The challenge of being competitive
I am a competitive person. Give me a challenge and I will do my darnedest to complete that task to the very best of my ability and even try to outdo your efforts at the same task along the way. I will then strive at that task, gaining kudos and respect for my ‘knowledge and hard work’ and I will succeed pretty well.
But one day, out of the blue, I will wake up and find that the challenge is no longer do-able. Either I have accomplished all I set out to do in the short term, or, more likely, something has put me off the challenge in some way. That ’something’ could be a slight hiccup along the way, some criticism of my methods, boredom, or, most likely, complete burnout.
Like many competitive people, I live on a constant roller coaster. New things to do (especially if there are rewards along the way - praise is as good as any here) give me a high. I will be on ‘all systems go’, not sleeping much, eating snacks when I can be bothered, and completely involved with my ‘project’. This inevitably leads to exhaustion and, often, to depression.
At these times, I wallow in self analysis for a while, read, watch TV, and browse the net. I am not completely ‘out of it’ at times like these. If I find a subject which fires me up for a while (a discussion on the web for instance), I will take part and the old sense of purpose will come back. But this is just ‘browsing mode’. There is nothing concrete in what I am doing; just getting my strength back and waiting for a new challenge.
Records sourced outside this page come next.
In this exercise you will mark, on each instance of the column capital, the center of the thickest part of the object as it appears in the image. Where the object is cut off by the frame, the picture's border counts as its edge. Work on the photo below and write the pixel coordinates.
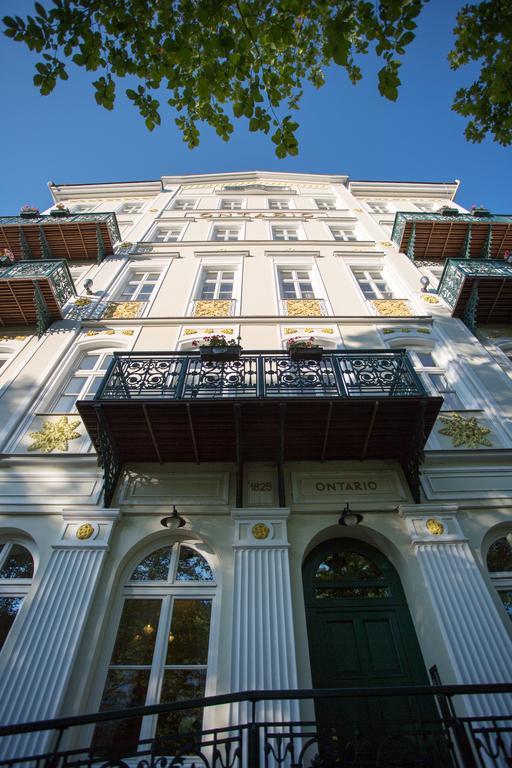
(86, 528)
(432, 523)
(261, 528)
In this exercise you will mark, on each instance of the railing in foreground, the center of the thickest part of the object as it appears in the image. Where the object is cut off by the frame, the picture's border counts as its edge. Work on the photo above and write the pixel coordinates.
(365, 373)
(413, 727)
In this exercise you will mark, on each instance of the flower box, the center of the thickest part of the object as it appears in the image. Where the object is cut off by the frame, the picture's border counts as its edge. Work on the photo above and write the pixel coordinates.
(220, 354)
(306, 353)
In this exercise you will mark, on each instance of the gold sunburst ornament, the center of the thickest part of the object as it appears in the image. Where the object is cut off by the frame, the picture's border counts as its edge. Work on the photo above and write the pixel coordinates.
(54, 435)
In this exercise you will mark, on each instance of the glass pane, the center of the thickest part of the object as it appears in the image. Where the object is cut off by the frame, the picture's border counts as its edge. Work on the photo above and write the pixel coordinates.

‘New Age’ Friends say it is because I am an astrological fire sign - full on burning flame one moment and burnt to a cinder the next. A shrink I once consulted in a particularly low period told me I was bipolar and offered me drugs “to help get you stable again”. I refused his help: (a) because I hate taking drugs prescribed by someone paid by pharmaceutical companies and (b) because I am not bipolar - not in the dreadful sense that many suffer from this illness - and taking onboard a ‘bipolar’ label would be, I think, a complete disregard of the suffering people who have this horrible illness have to go through.
As an aside here, it riles me when I hear people say “oh, I can’t eat that, I’m allergic to it,” when most of the time they have ‘discovered’ that wheat, tomatoes, fizzy drinks, whatever, makes them a little bloated, or perhaps have the runs for a day or so. That is intolerance people, not allergy. If you were allergic to those tomatoes, you would be in hospital right now, being pumped with anti-hystamine or some other life saving drug. Tell someone allergic to nuts or penicillin that you are ‘allergic to wheat because it makes your stomach bloated’ and see how they react. Don’t take on labels to be ’special’ or ‘different’. It’s not polite to those who have the illnesses and have to live with them.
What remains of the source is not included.